São indesejáveis quaisquer mecanismos que representem cerceamento da liberdade de expressão no mundo virtual, bastando que cada um seja responsável pelas consequências de seus atos.

Por isso, a Associação Brasileira das Emissoras de Rádio e Televisão – ABERT vem a público manifestar apoio à recente alteração de redação do projeto de lei conhecido como Marco Civil da Internet, relatado pelo deputado Alessandro Molon.

A redação anterior deste projeto isentava de responsabilidade os sites que permitem a hospedagem de conteúdo pirata, mesmo depois de notificados da violação de direito autoral em seu ambiente. Previa o texto alterado que somente depois de receber ordem judicial determinando a retirada do conteúdo pirata o site de postagem responderia pelos prejuízos que causasse.

Não é necessária análise mais profunda para perceber o absurdo da situação. Sites que lucram elevadas quantias com a postagem de conteúdo, notadamente por meio da veiculação de publicidade (estando alguns deles entre as maiores empresas do mundo), poderiam ignorar solenemente os apelos dos titulares das obras ilegalmente utilizadas, sem responder por isso, como se não lhes dissesse respeito.
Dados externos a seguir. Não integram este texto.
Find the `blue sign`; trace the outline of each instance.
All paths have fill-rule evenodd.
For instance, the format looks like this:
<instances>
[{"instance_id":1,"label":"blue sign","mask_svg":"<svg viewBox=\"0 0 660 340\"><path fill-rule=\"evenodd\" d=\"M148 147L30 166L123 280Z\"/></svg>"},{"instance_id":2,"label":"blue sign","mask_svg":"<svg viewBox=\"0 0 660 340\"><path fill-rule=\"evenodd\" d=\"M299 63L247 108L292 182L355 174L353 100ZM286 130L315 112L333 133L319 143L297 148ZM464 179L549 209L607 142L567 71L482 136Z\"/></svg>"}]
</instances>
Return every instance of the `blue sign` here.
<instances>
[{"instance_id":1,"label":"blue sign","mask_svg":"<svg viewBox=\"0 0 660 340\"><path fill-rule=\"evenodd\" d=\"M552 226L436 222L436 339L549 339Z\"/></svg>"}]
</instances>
Ao criador que teve a obra pirateada restaria a judicialização do conflito – solução incompatível com a celeridade do mundo virtual e antagônica à tendência mundial de busca de solução de conflitos sem o acionamento do Poder Judiciário, já sobrecarregado.
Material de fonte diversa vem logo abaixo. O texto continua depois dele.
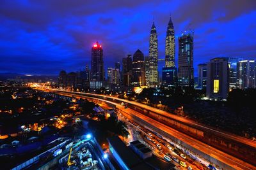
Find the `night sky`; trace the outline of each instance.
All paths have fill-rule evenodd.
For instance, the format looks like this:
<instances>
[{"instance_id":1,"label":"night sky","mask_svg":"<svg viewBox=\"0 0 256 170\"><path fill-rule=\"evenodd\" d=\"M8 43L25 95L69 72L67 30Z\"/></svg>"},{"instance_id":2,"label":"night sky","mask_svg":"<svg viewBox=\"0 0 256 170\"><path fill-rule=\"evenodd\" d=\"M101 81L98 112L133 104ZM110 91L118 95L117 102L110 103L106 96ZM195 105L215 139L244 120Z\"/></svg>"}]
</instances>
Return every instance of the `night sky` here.
<instances>
[{"instance_id":1,"label":"night sky","mask_svg":"<svg viewBox=\"0 0 256 170\"><path fill-rule=\"evenodd\" d=\"M57 74L83 69L90 66L96 41L102 45L105 69L138 48L148 55L153 18L159 57L164 58L170 14L175 37L189 23L195 29L196 69L216 57L256 59L255 0L1 0L0 72ZM177 39L176 47L177 63ZM159 63L159 71L163 65Z\"/></svg>"}]
</instances>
O novo texto em nada ameaça a liberdade de expressão na Internet, até porque mantém a legislação como sempre foi em relação aos direitos autorais.

E é inegável que vivemos em ambiente de absoluta liberdade na rede, no qual é adotado o sistema conhecido internacionalmente como Notice and Take Down, no qual a responsabilidade do site é configurada somente após o recebimento de notificação informando da violação de direitos autorais. Recebida a notificação, deve o site optar entre a retirada do conteúdo e a sua manutenção, somente respondendo pelos danos causados a terceiros neste último caso. Mesmo sem a previsão expressa de tal sistema em lei, foi desta forma que o mercado livremente se organizou – e hoje funciona -, sem interferência estatal de qualquer espécie.

Atualmente, quem tem uma obra utilizada ilegalmente na Internet pode notificar o site de postagem e, caso este não retire o conteúdo de seu ambiente, aí sim estará sujeito a ação judicial, não apenas para a retirada do conteúdo como também para a cobrança de indenização pelos prejuízos já causados pela postagem ilegal, desde a notificação ignorada. Tudo isso se modificaria caso não houvesse a benvinda alteração no texto do Marco Civil, o que representaria um retrocesso altamente nocivo.

A proteção dos direitos autorais é uma garantia de autores, artistas e criadores em geral, mas também de toda a sociedade, que demanda produção cultural de qualidade em grande escala. Não é demais lembrar que a atividade cultural é um dos mais ativos setores de nossa economia, gerando bilhões de reais e milhões de empregos, diretos e indiretos. Liberdade de expressão e direitos autorais convivem harmoniosamente em nossa sociedade desde a promulgação da Constituição de 1988. Não se espera nada de diferente na Internet.